Che la serata promettesse bene lo si è capito sin dal preludio.
Prese le misure ad alcune entrate scoperte degli archi, che suonano aspre pur facendosi ammirare l’eccellente lavoro svolto sull’amplificazione la cui unica pecca è quella di non poter fisicamente restituire maggior “corpo” e profondità al suono, con le prime battute si comprende subito che siamo davanti ad una lettura da primo della classe da parte di Roberto Abbado.
C’è proprio tutto nel suo Macbeth : intensità, colori, concertazione, accompagnamento ora triviale ora raffinato, teatro vero ma mai sopra le righe. Distillato di verdianità.
L’orchestra asseconda al meglio il suo gesto chiaro e coinvolgente con la lucentezza degli archi, la precisione e il bronzo degli ottoni, gli ottimi interventi del violoncello e del flauto tanto per citarne alcuni.
Nulla è trascurato o incoerente, basti pensare al tempo comodo che stacca Abbado nella scena del brindisi che, sostenuto dal gioco di colori e controllato da rigorosa dinamica, genera a poco a poco un crescendo di vera tensione per vie interne che si scioglie nella naturalezza di un Il part ! Je respire da brivido.
L’altro vertice della serata, diremmo sin oltre le attese, è costituito dal Macbeth di Ludovic Tézier, che si conferma il più importante baritono verdiano oggi in circolazione.Presenza carismatica senza aver mai bisogno di andare sopra le righe, cesella i suoni con perizia tecnica e sfoggia voce ferma ed omogenea in tutta l’estensione, sempre ben appoggiata sul fiato e salda negli estremi acuti che non lo impensieriscono.
Sbalza all’inizio la figura di un re giovane e baldanzoso, la cui vocalità si infittisce a poco a poco di accenti e mezzevoci a comporre il quadro dell’evoluzione psicologica di un personaggio sempre più perso verso la sua rovina, scollegato dalla realtà.A notte alta Honneurs, respect, tendresse è il coronamento di una prestazione esemplare.
A fronte di tanto re, Silvia Dalla Benetta pare talvolta più Abigaille che Lady Macbeth, quando nei grandi concertati e negli estremi acuti tiene testa a fatica al proprio personaggio.
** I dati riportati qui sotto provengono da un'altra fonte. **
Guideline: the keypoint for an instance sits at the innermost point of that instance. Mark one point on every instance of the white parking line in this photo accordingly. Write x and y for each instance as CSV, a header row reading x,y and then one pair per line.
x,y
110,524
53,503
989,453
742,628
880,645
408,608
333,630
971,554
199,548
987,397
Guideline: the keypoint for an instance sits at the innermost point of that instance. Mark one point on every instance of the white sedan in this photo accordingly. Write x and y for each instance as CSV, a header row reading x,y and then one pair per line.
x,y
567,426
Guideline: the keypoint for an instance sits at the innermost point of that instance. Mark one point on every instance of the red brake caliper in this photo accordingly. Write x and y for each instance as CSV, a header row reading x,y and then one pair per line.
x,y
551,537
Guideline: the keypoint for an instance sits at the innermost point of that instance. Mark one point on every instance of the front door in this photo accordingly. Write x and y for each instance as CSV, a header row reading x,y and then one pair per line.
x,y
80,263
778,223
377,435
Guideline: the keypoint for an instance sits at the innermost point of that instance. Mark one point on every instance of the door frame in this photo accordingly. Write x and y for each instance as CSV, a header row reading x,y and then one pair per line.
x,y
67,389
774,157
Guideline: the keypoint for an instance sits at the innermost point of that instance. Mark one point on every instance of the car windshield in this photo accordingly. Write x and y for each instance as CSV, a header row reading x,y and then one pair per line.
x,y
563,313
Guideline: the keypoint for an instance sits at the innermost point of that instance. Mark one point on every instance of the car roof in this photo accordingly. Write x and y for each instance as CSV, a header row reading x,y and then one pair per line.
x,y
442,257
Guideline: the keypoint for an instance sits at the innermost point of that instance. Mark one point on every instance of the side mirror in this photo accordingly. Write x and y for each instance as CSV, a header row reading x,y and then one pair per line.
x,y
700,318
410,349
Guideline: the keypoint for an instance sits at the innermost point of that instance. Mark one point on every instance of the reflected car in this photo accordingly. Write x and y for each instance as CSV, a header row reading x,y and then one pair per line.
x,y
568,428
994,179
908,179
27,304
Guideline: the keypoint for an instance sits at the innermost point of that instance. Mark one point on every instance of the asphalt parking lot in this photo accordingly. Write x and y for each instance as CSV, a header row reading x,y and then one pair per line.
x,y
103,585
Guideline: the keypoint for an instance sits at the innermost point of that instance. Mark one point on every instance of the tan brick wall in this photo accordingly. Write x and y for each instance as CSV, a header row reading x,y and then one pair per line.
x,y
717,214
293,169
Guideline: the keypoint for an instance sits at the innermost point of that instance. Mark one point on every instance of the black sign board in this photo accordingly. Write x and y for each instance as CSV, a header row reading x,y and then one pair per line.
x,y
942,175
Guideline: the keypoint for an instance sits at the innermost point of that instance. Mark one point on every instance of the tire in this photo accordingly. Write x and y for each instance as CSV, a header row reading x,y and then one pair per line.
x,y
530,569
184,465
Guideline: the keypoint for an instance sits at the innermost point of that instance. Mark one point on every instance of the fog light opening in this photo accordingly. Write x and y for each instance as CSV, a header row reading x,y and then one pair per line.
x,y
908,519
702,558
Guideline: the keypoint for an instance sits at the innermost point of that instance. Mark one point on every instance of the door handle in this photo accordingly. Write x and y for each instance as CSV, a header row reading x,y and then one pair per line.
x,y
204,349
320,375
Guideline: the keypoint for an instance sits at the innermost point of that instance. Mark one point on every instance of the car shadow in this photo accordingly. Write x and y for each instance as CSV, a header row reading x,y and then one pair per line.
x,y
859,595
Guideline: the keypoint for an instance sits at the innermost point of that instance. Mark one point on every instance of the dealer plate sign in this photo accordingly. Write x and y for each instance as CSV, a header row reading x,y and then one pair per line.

Si riscatta però quando la voce, nei centri e nell’ottava inferiore, può distendersi e arriva a tratteggiare una Lady luciferina ed insinuante, dalla forte presenza scenica.
A completare la distribuzione vocale, l’ottimo Banquo di Riccardo Zanellato, preciso, ben interpretato, dalla voce bella e salda, e le pregevoli voci tenorili di Giorgio Berrugi e David Astorga, come pure degni di lode tutti gli altri interpreti dei ruoli minori tra cui merita di essere ricordata almeno La Comtesse di Natalia Gavrilan.
Molto impegnato il Coro del locale Teatro Regio che si è ben disimpegnato, pur alle prese con la difficoltà di fraseggiare e rendere comprensibile il difficile testo francese.
Al termine della recita applausi meritati per tutti gli interpreti, particolarmente prolungati per Abbado, Tézier e Dalla Benetta e tanti complimenti al Festival Verdi per una sfida vinta alla grande sul piano organizzativo e musicale.